In Ihrem Papier schreiben Sie, dass Ämter in der Kirche durch Wahl und auf Zeit vergeben werden sollen. Ist das Konsens in Ihrem Forum?

Lücking-Michel: Das werden wir noch diskutieren. Der Text ist noch nicht verabschiedet. Sie ahnen schon, ich fände das gut. 

Overbeck: So einfach wird das nicht gehen. Das wird äußerst differenziert betrachtet werden müssen. Diese Frage ist auch in den anderen christlichen Kirchen sehr unterschiedlich geregelt.

Frau Lücking-Michel, welches Thema, welche Veränderung aus dem Forum Macht ist Ihnen besonders wichtig? 

Lücking-Michel: Ich möchte dazu beitragen, dass wir durch theologische Fundierung und konkrete praktische Beispiele dauerhafte synodale Strukturen schaffen. Damit wir nicht nur jetzt miteinander um Entscheidungen ringen, sondern damit dauerhaft klar wird: Die Kirche der Zukunft muss andere verbindliche Formate von Macht und Gewaltenteilung haben, so dass an den entscheidenden Stellen nicht nur Kleriker, sondern alle Gläubigen mitberaten und mitentscheiden. Macht wir dann nicht nur endlich mit uns Frauen, sondern mit allen Getauften und Gefirmten geteilt. 

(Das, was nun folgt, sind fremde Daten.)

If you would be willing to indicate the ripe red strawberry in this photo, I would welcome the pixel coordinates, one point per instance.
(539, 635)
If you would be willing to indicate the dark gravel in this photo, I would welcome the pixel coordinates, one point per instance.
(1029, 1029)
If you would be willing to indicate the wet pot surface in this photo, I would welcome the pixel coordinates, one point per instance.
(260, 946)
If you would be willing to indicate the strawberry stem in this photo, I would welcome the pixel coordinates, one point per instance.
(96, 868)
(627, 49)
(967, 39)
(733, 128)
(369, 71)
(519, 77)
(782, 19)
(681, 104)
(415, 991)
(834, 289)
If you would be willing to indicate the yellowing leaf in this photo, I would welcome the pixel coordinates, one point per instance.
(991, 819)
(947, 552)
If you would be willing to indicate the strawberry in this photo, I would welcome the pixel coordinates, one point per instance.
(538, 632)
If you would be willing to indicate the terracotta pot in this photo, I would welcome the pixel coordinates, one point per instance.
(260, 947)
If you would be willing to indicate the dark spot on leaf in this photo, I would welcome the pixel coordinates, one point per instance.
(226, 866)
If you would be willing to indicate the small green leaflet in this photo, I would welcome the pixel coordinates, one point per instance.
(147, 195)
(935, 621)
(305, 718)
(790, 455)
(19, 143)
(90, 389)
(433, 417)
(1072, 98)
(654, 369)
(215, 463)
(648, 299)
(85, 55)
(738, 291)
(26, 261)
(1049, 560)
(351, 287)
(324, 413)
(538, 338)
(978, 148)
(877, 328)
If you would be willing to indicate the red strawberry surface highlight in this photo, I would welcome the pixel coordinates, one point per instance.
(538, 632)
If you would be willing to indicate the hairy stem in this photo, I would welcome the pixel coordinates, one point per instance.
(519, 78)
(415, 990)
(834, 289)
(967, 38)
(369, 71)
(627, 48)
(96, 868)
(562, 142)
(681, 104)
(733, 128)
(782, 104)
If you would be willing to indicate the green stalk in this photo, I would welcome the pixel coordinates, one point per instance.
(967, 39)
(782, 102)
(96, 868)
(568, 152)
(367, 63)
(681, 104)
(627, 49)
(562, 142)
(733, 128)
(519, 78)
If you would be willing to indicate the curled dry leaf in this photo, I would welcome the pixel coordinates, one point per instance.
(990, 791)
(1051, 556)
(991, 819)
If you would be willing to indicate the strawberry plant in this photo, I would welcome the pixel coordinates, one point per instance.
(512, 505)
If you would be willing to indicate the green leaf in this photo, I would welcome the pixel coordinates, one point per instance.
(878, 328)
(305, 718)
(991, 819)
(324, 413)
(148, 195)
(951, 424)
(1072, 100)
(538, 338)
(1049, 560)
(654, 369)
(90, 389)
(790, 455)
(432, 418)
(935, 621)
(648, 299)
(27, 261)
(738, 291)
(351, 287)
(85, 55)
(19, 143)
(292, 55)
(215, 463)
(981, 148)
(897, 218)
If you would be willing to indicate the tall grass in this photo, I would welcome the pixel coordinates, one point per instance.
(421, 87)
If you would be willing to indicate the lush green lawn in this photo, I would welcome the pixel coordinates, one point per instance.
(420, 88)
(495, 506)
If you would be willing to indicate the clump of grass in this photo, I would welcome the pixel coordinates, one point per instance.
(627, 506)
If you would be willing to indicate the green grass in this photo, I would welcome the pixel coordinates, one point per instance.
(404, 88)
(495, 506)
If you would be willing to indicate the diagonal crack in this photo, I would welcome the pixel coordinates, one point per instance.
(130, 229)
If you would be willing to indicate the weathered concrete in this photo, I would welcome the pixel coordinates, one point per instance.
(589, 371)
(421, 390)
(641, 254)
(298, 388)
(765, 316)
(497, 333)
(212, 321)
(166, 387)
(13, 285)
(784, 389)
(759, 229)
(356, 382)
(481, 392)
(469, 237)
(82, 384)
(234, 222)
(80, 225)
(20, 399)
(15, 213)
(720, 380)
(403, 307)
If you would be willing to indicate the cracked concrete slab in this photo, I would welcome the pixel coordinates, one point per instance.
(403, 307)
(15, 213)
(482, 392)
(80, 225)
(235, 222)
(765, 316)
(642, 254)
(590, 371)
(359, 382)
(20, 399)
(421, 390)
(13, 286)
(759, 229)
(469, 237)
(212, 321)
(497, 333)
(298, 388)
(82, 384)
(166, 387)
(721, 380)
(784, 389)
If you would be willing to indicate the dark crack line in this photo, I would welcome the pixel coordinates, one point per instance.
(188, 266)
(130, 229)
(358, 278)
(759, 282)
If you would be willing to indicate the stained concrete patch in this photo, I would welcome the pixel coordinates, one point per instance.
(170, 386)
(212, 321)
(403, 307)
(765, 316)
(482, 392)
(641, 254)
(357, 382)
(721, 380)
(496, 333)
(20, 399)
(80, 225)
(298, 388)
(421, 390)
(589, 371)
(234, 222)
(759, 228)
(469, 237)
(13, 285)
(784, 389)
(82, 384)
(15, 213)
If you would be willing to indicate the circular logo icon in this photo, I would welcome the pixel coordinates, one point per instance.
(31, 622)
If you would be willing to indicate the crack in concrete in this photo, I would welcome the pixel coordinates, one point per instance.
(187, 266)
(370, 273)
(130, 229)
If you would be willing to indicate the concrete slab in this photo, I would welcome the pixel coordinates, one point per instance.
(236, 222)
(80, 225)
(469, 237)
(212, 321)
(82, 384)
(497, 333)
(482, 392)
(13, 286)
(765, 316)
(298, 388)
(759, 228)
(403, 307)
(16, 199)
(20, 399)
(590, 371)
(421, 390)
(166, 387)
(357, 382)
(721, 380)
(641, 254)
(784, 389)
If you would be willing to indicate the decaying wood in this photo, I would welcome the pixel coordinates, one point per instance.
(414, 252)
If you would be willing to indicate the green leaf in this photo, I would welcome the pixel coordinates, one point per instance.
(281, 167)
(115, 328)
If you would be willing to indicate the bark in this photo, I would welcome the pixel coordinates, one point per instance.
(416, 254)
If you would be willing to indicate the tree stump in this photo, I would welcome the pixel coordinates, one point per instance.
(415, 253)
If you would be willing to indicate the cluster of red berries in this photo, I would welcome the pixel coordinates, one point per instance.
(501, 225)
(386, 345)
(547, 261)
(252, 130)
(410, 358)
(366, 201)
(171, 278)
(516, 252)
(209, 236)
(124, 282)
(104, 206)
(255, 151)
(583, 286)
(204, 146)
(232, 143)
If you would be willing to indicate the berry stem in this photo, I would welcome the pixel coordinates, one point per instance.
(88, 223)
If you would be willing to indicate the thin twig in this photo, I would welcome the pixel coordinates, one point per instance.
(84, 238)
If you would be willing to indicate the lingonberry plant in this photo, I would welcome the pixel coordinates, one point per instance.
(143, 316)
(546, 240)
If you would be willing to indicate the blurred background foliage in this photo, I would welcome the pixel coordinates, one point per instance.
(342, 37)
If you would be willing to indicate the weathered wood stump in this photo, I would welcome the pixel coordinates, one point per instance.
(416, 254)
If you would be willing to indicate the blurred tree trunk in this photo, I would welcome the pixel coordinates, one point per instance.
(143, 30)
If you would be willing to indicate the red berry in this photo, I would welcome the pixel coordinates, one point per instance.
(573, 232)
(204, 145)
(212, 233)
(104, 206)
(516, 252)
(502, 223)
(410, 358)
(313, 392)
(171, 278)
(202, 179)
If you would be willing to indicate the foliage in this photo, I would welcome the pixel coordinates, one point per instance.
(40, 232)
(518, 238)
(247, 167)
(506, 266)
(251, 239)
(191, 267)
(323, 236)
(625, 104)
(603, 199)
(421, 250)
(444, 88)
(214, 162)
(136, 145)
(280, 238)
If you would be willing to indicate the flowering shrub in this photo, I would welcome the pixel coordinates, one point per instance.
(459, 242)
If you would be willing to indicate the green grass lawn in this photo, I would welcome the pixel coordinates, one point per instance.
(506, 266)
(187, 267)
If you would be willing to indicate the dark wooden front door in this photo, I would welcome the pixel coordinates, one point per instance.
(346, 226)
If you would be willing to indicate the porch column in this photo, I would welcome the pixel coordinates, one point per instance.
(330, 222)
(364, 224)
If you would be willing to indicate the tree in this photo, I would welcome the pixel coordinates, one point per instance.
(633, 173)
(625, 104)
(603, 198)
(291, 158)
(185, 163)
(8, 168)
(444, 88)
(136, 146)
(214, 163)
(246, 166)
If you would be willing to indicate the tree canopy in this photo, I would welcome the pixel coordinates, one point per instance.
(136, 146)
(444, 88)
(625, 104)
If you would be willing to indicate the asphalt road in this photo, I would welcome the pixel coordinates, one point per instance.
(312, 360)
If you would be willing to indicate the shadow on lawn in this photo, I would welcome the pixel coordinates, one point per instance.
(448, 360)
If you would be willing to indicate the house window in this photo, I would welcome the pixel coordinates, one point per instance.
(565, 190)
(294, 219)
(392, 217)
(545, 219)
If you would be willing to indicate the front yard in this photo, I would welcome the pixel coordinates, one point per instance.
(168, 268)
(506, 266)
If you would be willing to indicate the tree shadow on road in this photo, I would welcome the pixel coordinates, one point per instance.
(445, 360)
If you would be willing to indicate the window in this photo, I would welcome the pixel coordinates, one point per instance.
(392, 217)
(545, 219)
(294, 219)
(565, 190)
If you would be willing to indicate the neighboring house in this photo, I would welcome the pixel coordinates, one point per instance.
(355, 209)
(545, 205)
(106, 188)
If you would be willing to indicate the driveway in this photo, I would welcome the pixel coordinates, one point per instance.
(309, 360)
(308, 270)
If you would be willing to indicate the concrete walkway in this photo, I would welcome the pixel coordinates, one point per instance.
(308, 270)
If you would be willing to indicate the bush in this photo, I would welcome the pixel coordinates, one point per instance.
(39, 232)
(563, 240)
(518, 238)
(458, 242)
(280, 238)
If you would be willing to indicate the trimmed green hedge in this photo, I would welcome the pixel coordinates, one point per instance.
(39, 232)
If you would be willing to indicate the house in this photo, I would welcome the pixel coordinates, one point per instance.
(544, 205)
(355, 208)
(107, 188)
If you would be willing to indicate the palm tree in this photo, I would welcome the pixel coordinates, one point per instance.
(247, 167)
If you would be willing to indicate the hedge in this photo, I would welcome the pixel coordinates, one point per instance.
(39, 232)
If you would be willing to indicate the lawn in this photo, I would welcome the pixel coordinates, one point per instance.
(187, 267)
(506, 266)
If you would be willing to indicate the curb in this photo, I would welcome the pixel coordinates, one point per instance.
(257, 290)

Bischof Overbeck, woran hängt Ihr Herz? 

Overbeck: An der Inkulturation der Kirche in ihren vielen Traditionslinien, die durch die synodale ergänzt wird und dadurch neue Perspektiven eröffnet. Aufgrund unserer kulturellen Prägung gibt es dafür in der Kirche in Deutschland viele Möglichkeiten. Ich stehe für eine weite und offene Kirche, in der Vielfalt und Einheit miteinander gelebt werden und keinen Widerspruch darstellen.